On Wed, Sep 17, 2014 at 12:57 PM, Claudio Freire <klaussfreire@gmail.com> wrote:
On Tue, Sep 16, 2014 at 11:33 PM, Andrei Borzenkov <arvidjaar@gmail.com> wrote:
Regards,
Stefan
According to /usr/lib/rpm/rpmdb_stat -d /var/lib/rpm/Packages the hash has 19 buckets, and the database contains 3042 keys. Thus every bucket has 150 elements average. I doubt this hash has better access times than a BTree ...
The disk access pattern is horrible, see the attached graphic ...

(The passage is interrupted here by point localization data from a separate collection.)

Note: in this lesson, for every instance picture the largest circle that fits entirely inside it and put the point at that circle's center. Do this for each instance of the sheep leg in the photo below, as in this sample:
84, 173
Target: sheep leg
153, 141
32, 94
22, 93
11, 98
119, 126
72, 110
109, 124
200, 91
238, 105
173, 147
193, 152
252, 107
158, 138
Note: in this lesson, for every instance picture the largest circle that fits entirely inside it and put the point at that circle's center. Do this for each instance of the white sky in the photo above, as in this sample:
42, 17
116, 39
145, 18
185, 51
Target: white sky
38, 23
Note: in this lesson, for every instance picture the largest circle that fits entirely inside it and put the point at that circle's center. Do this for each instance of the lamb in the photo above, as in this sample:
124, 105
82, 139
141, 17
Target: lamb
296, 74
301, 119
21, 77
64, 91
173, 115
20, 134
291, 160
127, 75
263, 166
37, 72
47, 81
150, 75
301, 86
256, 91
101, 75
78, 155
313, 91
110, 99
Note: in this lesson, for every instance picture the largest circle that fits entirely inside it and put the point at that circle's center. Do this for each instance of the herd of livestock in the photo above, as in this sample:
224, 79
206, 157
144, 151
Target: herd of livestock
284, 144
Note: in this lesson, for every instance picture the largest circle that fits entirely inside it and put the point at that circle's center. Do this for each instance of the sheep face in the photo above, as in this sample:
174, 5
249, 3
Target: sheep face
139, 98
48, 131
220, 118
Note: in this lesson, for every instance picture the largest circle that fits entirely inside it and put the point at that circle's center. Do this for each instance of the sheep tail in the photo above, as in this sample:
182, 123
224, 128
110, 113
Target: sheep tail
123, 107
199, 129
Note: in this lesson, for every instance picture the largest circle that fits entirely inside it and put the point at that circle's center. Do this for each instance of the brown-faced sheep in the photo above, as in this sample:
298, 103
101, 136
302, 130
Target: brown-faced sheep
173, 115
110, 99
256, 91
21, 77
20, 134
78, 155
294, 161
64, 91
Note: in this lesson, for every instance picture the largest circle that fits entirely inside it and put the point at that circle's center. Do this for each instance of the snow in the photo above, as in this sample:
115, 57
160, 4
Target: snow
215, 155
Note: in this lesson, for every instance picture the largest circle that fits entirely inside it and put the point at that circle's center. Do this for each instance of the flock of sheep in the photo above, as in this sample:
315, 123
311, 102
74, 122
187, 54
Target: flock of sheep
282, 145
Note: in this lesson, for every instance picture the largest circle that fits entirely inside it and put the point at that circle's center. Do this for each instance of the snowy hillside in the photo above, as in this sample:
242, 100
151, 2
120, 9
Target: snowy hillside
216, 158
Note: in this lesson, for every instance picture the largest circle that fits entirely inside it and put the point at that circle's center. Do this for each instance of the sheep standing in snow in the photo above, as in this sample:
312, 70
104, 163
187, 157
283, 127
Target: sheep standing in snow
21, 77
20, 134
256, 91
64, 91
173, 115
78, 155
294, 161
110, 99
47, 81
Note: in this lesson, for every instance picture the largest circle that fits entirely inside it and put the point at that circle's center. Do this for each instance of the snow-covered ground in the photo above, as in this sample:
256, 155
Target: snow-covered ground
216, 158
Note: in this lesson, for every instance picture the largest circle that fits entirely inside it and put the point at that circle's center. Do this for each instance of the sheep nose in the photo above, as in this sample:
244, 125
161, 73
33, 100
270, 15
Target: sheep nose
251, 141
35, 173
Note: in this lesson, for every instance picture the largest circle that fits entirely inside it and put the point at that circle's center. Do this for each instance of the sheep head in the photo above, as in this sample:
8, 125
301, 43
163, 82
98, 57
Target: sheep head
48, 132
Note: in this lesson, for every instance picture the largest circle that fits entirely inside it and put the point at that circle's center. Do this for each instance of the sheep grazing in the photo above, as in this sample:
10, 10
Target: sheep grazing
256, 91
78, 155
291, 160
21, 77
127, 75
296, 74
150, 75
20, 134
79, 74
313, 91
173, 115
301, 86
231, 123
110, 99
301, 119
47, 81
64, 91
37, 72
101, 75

This seems to confirm what you said above and that hash function seems to be good :) It looks like it cycles through hash buckets on linear scan.
Or it could be that it's scanning the hash index sequentially but accessing something else in tandem with a join, and that's random.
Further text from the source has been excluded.